I haven't always been a screw up i used to do things right. I used to be a big help to people. Everyone always told me i was smart, but i feel like it was all a lie and they were just trying to support me and help me on the right path. Sometimes I also think well maybe I was smart and a big help and people could count on me and somehow maybe I changed from smart to stupid. Sometimes I don't even know how  Iscrew things up. No one tells me I'm smart any more and it's rare someone will actually come to me for help either. I miss who I used to be and I don't know how to go back. It feels like all of a sudden within one year my life flipped and i became somone who's done everything wrong no matter how hard i actucally try to keep it from happening it still happens. I screw up in my job and im always looking for ways to improve and when i find them I try my best to use them and still i mess up at work. I feel so defeated and i don't know what to do about it.I always think well maybe this isn't the right job but then i feel like im saying that to convince myself of quiting and taking an easy way out im so lost and confused. I'm always in a war with my self arguing over right and wrong.
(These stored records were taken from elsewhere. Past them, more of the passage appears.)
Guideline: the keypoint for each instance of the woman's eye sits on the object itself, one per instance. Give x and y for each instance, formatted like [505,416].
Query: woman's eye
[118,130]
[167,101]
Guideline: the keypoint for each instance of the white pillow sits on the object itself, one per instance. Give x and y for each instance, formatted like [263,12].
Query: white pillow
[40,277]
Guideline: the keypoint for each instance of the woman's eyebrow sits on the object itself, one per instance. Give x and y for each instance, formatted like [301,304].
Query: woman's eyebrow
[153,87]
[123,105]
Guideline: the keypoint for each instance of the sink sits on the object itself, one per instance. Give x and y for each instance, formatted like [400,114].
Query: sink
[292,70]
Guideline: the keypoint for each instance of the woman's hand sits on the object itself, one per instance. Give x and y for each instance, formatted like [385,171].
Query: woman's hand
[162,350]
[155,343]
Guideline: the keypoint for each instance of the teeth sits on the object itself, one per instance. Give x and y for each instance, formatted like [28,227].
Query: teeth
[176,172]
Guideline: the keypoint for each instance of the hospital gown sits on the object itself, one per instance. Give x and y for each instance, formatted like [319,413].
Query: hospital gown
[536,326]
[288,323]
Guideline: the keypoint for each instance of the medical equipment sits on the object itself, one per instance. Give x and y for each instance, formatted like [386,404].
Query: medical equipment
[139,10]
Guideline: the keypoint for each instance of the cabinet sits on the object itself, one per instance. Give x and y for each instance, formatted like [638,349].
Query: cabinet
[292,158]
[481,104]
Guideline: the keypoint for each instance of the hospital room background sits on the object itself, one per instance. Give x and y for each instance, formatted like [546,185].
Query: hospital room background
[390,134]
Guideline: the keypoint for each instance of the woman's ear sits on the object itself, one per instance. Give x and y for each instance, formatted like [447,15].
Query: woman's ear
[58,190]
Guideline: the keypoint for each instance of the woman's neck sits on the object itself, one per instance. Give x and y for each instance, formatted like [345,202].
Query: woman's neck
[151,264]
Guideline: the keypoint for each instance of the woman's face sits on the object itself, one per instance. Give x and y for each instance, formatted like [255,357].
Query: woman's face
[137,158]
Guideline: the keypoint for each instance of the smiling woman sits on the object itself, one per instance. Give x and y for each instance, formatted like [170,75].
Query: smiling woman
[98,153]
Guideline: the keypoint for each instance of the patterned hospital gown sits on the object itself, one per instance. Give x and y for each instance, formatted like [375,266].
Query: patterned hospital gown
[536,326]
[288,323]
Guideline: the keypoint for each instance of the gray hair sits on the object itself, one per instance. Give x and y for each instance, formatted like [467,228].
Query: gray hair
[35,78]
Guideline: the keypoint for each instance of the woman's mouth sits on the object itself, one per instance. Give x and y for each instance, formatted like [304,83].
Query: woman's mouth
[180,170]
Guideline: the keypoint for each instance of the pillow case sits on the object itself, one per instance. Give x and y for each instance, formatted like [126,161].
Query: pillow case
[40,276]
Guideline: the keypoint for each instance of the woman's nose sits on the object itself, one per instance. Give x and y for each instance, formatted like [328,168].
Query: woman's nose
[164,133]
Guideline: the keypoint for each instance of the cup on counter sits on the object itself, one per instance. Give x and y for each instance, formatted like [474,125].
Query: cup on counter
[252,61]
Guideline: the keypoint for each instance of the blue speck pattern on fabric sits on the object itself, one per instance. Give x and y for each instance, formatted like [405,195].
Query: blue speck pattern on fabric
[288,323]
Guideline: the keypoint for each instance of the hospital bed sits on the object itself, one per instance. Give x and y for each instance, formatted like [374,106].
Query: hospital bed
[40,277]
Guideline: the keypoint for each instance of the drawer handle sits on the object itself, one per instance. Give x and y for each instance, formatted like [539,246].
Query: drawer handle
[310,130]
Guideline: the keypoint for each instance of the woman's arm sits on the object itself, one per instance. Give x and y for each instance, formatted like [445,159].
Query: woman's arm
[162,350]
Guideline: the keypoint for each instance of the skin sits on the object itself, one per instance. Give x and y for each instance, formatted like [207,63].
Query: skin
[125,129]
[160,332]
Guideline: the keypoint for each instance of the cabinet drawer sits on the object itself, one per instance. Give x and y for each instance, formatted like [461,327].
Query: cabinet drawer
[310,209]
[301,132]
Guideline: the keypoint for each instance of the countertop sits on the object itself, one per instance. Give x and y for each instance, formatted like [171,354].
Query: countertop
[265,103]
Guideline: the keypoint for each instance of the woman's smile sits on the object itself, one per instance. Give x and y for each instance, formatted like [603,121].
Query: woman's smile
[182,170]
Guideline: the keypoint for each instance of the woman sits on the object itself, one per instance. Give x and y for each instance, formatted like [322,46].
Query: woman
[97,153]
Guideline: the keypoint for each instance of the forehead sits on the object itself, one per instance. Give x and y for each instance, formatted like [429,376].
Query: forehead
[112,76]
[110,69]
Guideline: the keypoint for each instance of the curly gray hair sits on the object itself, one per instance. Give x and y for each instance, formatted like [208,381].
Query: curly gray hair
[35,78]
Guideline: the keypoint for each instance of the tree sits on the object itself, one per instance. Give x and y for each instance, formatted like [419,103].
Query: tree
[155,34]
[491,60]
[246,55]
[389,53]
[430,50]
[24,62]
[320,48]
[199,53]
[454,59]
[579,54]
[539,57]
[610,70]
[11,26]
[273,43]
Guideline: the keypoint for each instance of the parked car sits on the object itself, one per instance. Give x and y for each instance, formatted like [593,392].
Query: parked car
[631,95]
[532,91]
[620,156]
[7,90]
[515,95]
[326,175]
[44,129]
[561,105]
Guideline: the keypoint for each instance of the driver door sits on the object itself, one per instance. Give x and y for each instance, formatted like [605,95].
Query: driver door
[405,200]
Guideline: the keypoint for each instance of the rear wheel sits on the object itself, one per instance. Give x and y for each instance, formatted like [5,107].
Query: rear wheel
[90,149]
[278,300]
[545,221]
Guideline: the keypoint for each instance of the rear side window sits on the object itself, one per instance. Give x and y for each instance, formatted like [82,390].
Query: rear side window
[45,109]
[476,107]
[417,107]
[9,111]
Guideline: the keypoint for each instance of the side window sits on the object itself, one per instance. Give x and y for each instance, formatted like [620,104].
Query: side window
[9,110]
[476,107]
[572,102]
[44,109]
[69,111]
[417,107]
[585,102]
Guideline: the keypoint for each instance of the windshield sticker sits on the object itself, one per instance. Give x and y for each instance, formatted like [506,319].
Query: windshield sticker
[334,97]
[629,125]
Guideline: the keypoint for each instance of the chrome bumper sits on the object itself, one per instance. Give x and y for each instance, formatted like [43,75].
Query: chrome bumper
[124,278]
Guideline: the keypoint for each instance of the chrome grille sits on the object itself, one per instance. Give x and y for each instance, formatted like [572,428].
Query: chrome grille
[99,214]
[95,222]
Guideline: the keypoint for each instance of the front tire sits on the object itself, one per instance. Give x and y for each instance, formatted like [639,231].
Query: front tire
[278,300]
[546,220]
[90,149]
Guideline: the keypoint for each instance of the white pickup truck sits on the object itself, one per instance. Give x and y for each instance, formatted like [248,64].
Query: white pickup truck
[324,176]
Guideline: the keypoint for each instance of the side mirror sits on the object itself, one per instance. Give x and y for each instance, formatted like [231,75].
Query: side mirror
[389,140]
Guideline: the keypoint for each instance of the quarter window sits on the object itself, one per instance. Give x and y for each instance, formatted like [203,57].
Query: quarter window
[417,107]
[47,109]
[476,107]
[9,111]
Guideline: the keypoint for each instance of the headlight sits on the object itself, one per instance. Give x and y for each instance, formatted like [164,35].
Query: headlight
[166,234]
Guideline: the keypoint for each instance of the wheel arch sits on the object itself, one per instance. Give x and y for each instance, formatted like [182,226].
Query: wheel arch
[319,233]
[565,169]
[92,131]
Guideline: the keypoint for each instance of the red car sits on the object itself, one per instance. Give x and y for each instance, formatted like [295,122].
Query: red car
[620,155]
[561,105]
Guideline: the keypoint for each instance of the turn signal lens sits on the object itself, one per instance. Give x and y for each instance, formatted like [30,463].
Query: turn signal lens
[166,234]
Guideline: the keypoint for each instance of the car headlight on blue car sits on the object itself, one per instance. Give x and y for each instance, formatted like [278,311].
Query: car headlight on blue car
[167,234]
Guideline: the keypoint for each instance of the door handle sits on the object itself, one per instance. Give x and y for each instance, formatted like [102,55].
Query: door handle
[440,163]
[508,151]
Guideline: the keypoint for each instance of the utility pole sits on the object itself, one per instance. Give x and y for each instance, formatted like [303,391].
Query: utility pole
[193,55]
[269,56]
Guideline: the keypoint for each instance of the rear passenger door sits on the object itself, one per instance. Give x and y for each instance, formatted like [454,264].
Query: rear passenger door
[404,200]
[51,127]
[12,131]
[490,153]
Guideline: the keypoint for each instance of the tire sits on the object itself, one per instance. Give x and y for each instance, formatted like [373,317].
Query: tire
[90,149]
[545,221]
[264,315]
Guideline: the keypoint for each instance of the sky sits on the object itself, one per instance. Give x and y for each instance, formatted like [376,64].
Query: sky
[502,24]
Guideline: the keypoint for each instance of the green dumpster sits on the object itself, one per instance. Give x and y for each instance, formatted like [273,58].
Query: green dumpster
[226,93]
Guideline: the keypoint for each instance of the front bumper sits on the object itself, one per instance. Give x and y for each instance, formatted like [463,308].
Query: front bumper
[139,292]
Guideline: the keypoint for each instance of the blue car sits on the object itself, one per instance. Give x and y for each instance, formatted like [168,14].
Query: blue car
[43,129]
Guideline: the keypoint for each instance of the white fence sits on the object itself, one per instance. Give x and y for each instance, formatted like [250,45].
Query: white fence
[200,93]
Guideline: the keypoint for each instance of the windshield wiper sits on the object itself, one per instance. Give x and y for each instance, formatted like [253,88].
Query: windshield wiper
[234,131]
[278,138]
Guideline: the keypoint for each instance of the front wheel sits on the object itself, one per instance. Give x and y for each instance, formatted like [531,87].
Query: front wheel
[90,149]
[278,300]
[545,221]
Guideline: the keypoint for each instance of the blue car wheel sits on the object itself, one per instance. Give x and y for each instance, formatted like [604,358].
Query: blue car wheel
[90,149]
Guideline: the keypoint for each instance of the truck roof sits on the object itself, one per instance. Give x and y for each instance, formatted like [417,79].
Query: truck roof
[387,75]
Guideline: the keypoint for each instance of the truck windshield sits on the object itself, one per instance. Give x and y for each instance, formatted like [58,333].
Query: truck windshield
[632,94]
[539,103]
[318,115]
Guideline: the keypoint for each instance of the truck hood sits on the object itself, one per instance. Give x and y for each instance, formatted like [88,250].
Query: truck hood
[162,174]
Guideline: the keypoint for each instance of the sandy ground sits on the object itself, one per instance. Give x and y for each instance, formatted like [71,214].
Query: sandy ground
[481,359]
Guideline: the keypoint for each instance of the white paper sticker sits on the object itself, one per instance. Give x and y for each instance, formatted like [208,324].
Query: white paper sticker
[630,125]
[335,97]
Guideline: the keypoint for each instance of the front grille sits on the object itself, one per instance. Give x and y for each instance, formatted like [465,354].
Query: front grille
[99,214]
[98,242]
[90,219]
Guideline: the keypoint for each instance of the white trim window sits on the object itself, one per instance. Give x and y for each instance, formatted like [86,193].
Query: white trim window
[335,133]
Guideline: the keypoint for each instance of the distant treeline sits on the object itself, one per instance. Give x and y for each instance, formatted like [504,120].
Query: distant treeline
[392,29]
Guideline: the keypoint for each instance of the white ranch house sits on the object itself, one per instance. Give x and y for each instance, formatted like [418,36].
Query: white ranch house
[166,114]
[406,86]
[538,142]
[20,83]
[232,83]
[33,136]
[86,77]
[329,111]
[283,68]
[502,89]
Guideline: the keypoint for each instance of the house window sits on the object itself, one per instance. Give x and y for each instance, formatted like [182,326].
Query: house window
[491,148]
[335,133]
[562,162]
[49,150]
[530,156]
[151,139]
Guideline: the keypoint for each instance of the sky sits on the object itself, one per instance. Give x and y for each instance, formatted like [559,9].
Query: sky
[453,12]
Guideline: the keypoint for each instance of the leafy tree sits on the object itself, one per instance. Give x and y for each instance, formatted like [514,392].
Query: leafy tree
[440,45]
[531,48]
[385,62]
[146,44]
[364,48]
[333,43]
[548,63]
At school I used to be almsost a strausght A student. I alwasy knew the answer and people looked at me like i had something worth showing that i was good at something, I had the talent to become something. Now in my schooling i still have most A's but i feel like I don't deserve them i always have the wrong answers in my english class. I'm not sure how i went from being someone to look up to, to being someone people could care less about because they can't do anything right. I don't know what to do and I'm so lost. Im desperate to change and get back to the old me, but no matter how long or much i think about where i went wrong i just can't seem to figure i out.